Набравшись смелости, предположу, что режиссёр хотел ударить зрителя обухом по голове - и ударил. Да не тем обухом. Вместо того, чтобы по окончании просмотра я (зритель) задумался о том, какая у нас хреновая действительность, я задумываюсь о том, какое у нас хреновое кино. Конечно, режиссёр нарочно делит фильм на 2 части, конечно, он специально обрывает местами накатанное, местами ухабистое, но вменяемое "дорожное" повествование, но не прошло и нескольких минут, как закончилась блестящая, пронзительная военная вставка, и я, зритель, понял, что неминуемо запутываюсь в фильме, погружаюсь в его пучину.

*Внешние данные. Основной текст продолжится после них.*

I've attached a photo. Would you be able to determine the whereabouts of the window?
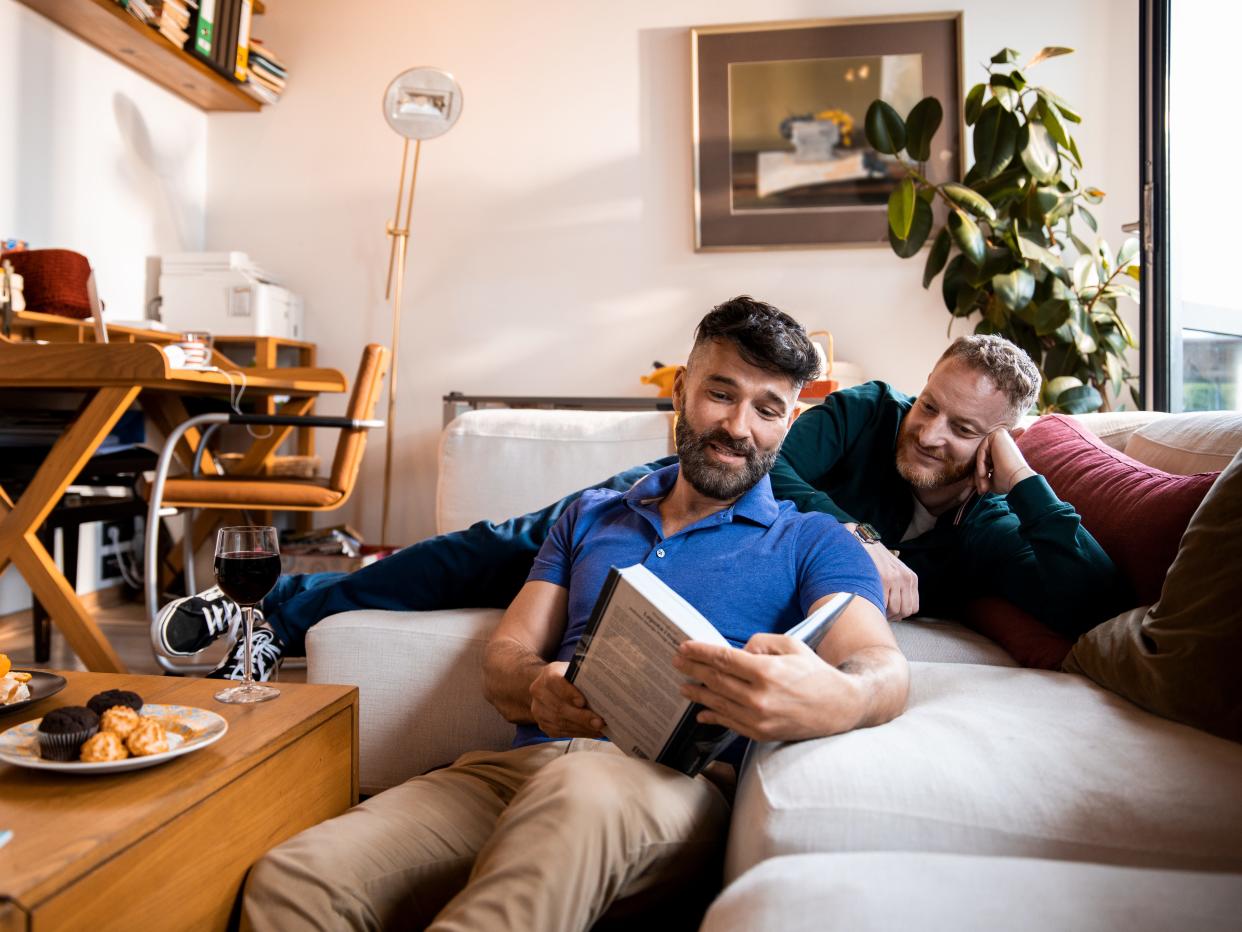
[1141,0,1242,411]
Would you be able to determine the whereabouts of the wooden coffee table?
[0,671,358,932]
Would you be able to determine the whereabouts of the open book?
[565,564,853,777]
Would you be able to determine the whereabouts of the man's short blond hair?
[936,333,1042,424]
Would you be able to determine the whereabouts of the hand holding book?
[530,661,604,738]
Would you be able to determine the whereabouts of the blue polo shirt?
[514,464,884,747]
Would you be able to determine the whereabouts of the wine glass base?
[216,682,281,703]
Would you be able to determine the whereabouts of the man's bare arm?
[483,582,604,738]
[677,596,909,741]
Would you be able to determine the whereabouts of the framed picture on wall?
[691,12,965,251]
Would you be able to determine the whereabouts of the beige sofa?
[307,410,1242,932]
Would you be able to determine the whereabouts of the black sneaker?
[207,625,284,682]
[155,585,241,657]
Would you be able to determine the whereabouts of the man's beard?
[897,423,975,488]
[676,414,777,502]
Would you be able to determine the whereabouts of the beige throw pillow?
[1062,451,1242,742]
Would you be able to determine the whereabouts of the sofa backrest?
[436,408,674,534]
[436,408,1242,533]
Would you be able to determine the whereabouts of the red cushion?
[963,596,1073,670]
[1017,414,1220,605]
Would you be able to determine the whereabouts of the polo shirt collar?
[623,462,780,527]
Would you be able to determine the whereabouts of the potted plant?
[864,47,1143,414]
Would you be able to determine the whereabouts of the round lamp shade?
[384,68,462,139]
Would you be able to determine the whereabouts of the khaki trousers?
[242,739,730,932]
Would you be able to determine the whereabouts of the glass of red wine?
[216,527,281,702]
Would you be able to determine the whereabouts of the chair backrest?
[328,343,391,496]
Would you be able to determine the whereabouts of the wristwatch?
[854,522,882,544]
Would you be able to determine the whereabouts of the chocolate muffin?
[39,706,99,761]
[87,690,143,716]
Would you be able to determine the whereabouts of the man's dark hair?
[691,295,820,388]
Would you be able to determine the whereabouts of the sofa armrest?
[307,609,514,794]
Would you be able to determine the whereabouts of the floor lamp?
[380,68,462,546]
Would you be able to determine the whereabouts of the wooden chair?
[144,343,389,672]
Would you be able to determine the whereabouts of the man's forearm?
[483,637,546,724]
[823,646,910,734]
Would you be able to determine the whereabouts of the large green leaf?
[923,226,953,288]
[863,101,905,155]
[1056,385,1104,414]
[961,85,987,127]
[972,107,1018,180]
[1040,99,1069,149]
[1035,87,1083,123]
[992,268,1035,311]
[1022,119,1061,181]
[949,209,986,266]
[905,97,944,162]
[1017,236,1061,272]
[1026,45,1074,68]
[940,181,996,222]
[888,198,932,258]
[888,176,918,240]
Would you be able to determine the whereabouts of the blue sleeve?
[797,514,884,615]
[527,497,582,589]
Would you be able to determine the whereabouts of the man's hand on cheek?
[673,634,857,741]
[530,661,604,738]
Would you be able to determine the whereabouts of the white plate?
[0,702,229,773]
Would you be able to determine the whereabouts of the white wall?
[0,0,207,614]
[207,0,1138,542]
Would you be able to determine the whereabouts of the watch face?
[854,524,879,543]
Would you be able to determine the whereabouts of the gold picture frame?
[691,12,965,252]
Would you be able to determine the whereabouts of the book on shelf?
[565,564,853,777]
[233,0,253,81]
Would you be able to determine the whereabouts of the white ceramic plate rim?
[0,702,229,774]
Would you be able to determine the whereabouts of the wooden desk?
[0,340,347,672]
[0,672,358,932]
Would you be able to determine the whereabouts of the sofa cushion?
[953,595,1073,670]
[725,662,1242,879]
[892,615,1017,666]
[1125,411,1242,476]
[1066,452,1242,742]
[436,409,674,534]
[700,851,1242,932]
[1018,414,1216,605]
[307,609,513,793]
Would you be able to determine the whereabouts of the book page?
[574,565,727,761]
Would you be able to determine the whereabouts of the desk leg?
[0,386,138,674]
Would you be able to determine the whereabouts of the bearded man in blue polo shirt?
[243,298,909,932]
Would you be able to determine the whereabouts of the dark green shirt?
[771,381,1130,637]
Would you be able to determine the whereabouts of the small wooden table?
[0,340,345,672]
[0,672,358,932]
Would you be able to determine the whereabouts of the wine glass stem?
[241,605,255,686]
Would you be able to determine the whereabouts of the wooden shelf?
[19,0,261,112]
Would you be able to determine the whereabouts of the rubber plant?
[864,47,1143,414]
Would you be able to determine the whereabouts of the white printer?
[159,252,306,339]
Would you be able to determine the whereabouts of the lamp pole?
[380,139,422,547]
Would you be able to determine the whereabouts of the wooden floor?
[0,593,306,682]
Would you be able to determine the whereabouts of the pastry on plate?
[125,716,168,757]
[37,706,99,761]
[99,706,140,741]
[82,735,133,764]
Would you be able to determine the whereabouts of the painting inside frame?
[692,14,963,250]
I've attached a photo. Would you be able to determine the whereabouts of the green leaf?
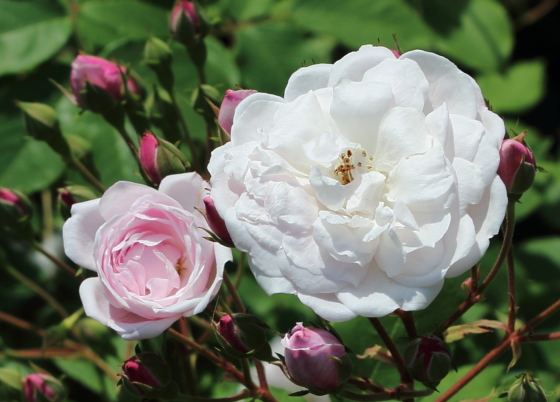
[0,0,72,76]
[430,0,513,71]
[236,22,333,95]
[293,0,433,50]
[444,320,507,343]
[77,0,169,51]
[52,359,117,401]
[476,60,546,113]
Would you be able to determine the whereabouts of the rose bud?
[218,89,257,135]
[403,334,453,389]
[215,313,271,360]
[70,55,140,113]
[202,197,233,247]
[144,36,174,91]
[0,187,31,229]
[507,373,546,402]
[282,323,352,395]
[23,373,65,402]
[498,131,537,196]
[170,0,204,47]
[121,352,176,398]
[139,133,189,184]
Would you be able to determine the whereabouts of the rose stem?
[72,157,106,194]
[169,88,202,173]
[439,201,515,332]
[434,300,560,402]
[179,317,197,395]
[338,387,434,402]
[224,270,245,313]
[368,317,411,376]
[168,328,245,383]
[395,308,418,340]
[507,246,517,332]
[5,264,68,318]
[31,241,83,279]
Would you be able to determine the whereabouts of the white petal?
[374,107,433,172]
[400,50,477,119]
[159,172,210,214]
[62,198,105,271]
[363,59,429,111]
[329,45,395,87]
[284,64,332,102]
[298,293,356,322]
[330,80,394,152]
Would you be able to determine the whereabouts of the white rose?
[209,45,507,321]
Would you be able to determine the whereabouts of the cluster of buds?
[498,131,537,199]
[215,313,271,360]
[139,133,189,184]
[403,334,454,389]
[282,323,352,395]
[119,349,179,400]
[23,373,66,402]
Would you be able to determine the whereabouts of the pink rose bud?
[216,313,271,360]
[139,133,189,184]
[170,0,201,46]
[403,335,453,389]
[122,351,175,398]
[498,131,537,196]
[23,373,64,402]
[218,89,257,135]
[70,55,140,111]
[282,323,352,395]
[202,196,233,246]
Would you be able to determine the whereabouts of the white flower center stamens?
[333,148,373,184]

Когда главный герой появился в кадре заросшим и онемевшим, начался другой (конечно же, преднамеренно) фильм. Но герой, которого нам являют как главного, кто он: главный ли это герой первой части, водитель, или, может быть, немой соучастник нападения на него? И, как снежный ком, каждый новый поворот сюжета порождает всё большую путаницу.
И, запутавшись в бытовых мелочах второй части, мы цепляемся, как за борт спасательной шлюпки, за пистолет, который внезапно (ненароком, вдруг, совершенно случайно) попадает в руки главного героя, кем бы он ни был. И с тех самых пор мы ждём развязки: когда же, ну когда же, наконец, он выстрелит: до конца 20 минут, 17 минут, 15 минут...

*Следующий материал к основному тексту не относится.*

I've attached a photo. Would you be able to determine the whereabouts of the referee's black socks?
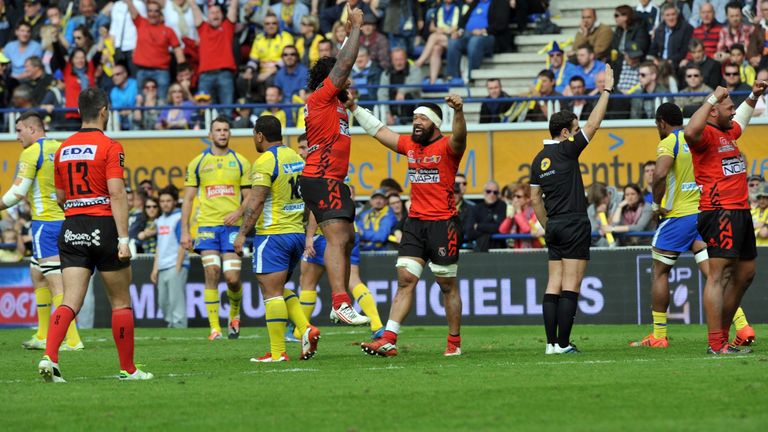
[541,294,560,344]
[557,291,579,348]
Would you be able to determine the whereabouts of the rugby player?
[531,66,613,354]
[630,102,755,348]
[299,5,370,325]
[234,115,320,363]
[38,87,153,382]
[0,111,83,351]
[181,117,251,341]
[685,81,768,355]
[354,95,467,357]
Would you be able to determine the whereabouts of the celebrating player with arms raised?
[181,117,251,340]
[354,95,467,357]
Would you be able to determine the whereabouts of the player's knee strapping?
[429,262,459,277]
[651,251,677,266]
[395,258,424,277]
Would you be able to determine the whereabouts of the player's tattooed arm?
[330,5,363,88]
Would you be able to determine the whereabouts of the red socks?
[45,305,75,363]
[331,292,352,309]
[112,308,136,373]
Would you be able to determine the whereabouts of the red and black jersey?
[397,135,464,220]
[302,78,352,182]
[688,122,749,211]
[54,129,125,217]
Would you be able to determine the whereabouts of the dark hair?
[253,115,283,142]
[549,110,576,138]
[416,102,443,118]
[656,102,683,126]
[211,116,232,130]
[379,177,403,193]
[16,111,45,132]
[77,87,109,122]
[307,57,336,91]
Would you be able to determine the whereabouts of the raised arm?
[330,3,363,88]
[445,94,467,155]
[584,65,613,140]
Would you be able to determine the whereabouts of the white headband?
[413,106,443,129]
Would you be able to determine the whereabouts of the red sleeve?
[104,141,125,180]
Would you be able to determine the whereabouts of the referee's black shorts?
[544,213,592,261]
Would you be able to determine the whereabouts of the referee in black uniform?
[531,66,613,354]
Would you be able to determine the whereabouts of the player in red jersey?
[685,81,768,354]
[299,6,371,325]
[351,95,467,357]
[38,87,153,382]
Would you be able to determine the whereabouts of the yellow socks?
[35,287,51,340]
[733,306,749,331]
[651,311,667,339]
[204,289,221,333]
[264,296,288,360]
[52,294,81,347]
[227,287,243,320]
[299,290,317,320]
[352,284,384,331]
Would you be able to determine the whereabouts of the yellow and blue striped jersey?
[184,149,251,227]
[16,138,64,221]
[656,129,701,217]
[251,145,304,235]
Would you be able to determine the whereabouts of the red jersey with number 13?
[688,122,749,211]
[301,78,352,182]
[54,129,125,217]
[397,135,463,220]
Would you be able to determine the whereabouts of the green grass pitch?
[0,324,768,432]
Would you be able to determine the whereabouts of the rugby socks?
[557,291,579,348]
[204,289,221,333]
[352,283,384,331]
[541,294,560,344]
[381,320,400,345]
[299,290,317,320]
[264,296,288,360]
[52,294,81,347]
[112,308,136,373]
[732,308,749,331]
[35,287,51,340]
[651,310,667,339]
[331,292,352,309]
[227,287,243,321]
[45,306,75,363]
[283,288,309,337]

И вот финальная сцена, и думаешь: "Хоть бы он не стал убивать этих ментов, ведь хуже этой концовки не придумаешь". Убивает. "Хоть бы не выстрелил в майора". Стреляет. "Хоть бы не убил остальных". Убивает. "Хоть бы не ушёл в темноту". Уходит. Предсказуемость вопиющая. В лучших традициях Ангелопулоса.

Не знаю, что именно, возможно, желание угодить всем сразу - деньгодавцам, зрителям отечественным, зрителям фестивальным, жюри фестивальным, родственникам, коллегам, товарищам, - возможно, боязнь оказаться непонятым, возможно неспособность мыслить самостоятельно (совсем самостоятельно, ну совсем-совсем самостоятельно), возможно, просто недостаток времени, денег или желания работать до изнеможения, - но что-то помешало создателям фильма снять его хорошим и современным. А ведь современным они снять его хотели, и это видно. Не буду приводить в доказательство своей точки зрения аргументы, скажу только, что тот, кто сознательно решил ломать пополам да ещё и дробить повествование, не станет использовать избитый до смерти чеховский приём "ружьё висит - ружьё выстрелит".

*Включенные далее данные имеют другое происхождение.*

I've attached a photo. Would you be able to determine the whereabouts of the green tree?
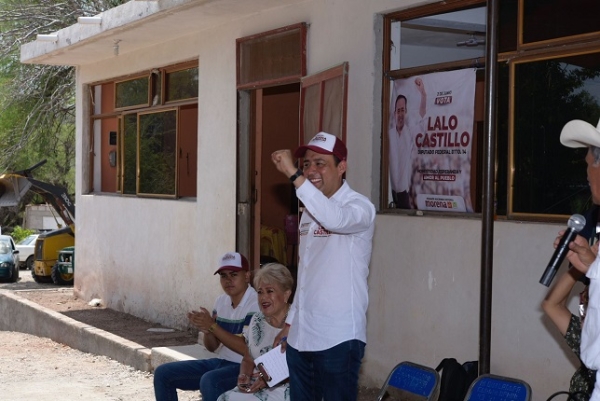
[0,0,127,227]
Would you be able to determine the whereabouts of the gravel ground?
[0,270,378,401]
[0,331,200,401]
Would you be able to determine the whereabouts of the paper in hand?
[254,344,290,387]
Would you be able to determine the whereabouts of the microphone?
[540,214,585,287]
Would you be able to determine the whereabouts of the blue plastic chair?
[465,374,531,401]
[377,361,440,401]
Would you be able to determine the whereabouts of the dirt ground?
[17,287,198,348]
[0,282,378,401]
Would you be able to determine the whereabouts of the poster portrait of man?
[388,68,476,212]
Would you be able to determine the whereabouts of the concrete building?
[21,0,594,400]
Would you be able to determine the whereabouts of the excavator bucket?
[0,174,31,207]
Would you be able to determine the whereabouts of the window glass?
[138,110,177,196]
[115,77,149,109]
[390,7,486,70]
[523,0,600,43]
[121,114,137,195]
[512,53,600,214]
[165,67,198,102]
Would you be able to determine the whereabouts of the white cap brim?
[560,120,600,148]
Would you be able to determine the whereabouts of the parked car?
[17,234,39,270]
[0,235,19,283]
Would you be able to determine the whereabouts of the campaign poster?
[388,68,476,212]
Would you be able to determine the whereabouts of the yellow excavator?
[0,160,75,285]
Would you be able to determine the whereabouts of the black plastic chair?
[377,361,440,401]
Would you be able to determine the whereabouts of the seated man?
[154,252,258,401]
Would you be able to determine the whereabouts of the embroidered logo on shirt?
[299,223,310,236]
[313,226,331,237]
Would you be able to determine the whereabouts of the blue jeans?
[154,358,240,401]
[286,340,365,401]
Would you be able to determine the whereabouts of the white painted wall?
[67,0,575,400]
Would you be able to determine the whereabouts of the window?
[381,0,600,221]
[165,67,198,102]
[90,63,198,198]
[115,77,150,109]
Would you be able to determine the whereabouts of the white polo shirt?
[286,180,375,351]
[213,286,258,363]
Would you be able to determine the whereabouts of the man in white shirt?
[271,132,375,401]
[554,120,600,401]
[388,78,427,209]
[154,252,258,401]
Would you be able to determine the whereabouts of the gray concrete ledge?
[0,290,152,372]
[0,290,217,372]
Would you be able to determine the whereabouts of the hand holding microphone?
[540,214,585,287]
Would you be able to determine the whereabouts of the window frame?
[88,60,199,199]
[380,0,600,222]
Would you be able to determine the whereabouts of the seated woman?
[217,263,294,401]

Художника от ремесленника отличает наличие собственного неповторимого взгляда на окружающий мир. Поэтому художник, если он искренен, не скатится в пошлость. При просмотре "Счастья моего" почему-то вспоминались фильмы Миндадзе и Верасетакула (что-то есть здесь и от того, и от другого). Я (зритель) смотрел на мир глазами Миндазе и глазами Верасетакула, но в "Счастье моём" глаз автора я не нашёл, зато почувствовал руки автора, которыми он, слепой, шарил в поисках нужной дубины и которые толкнули фильм в пропасть, в пошлость.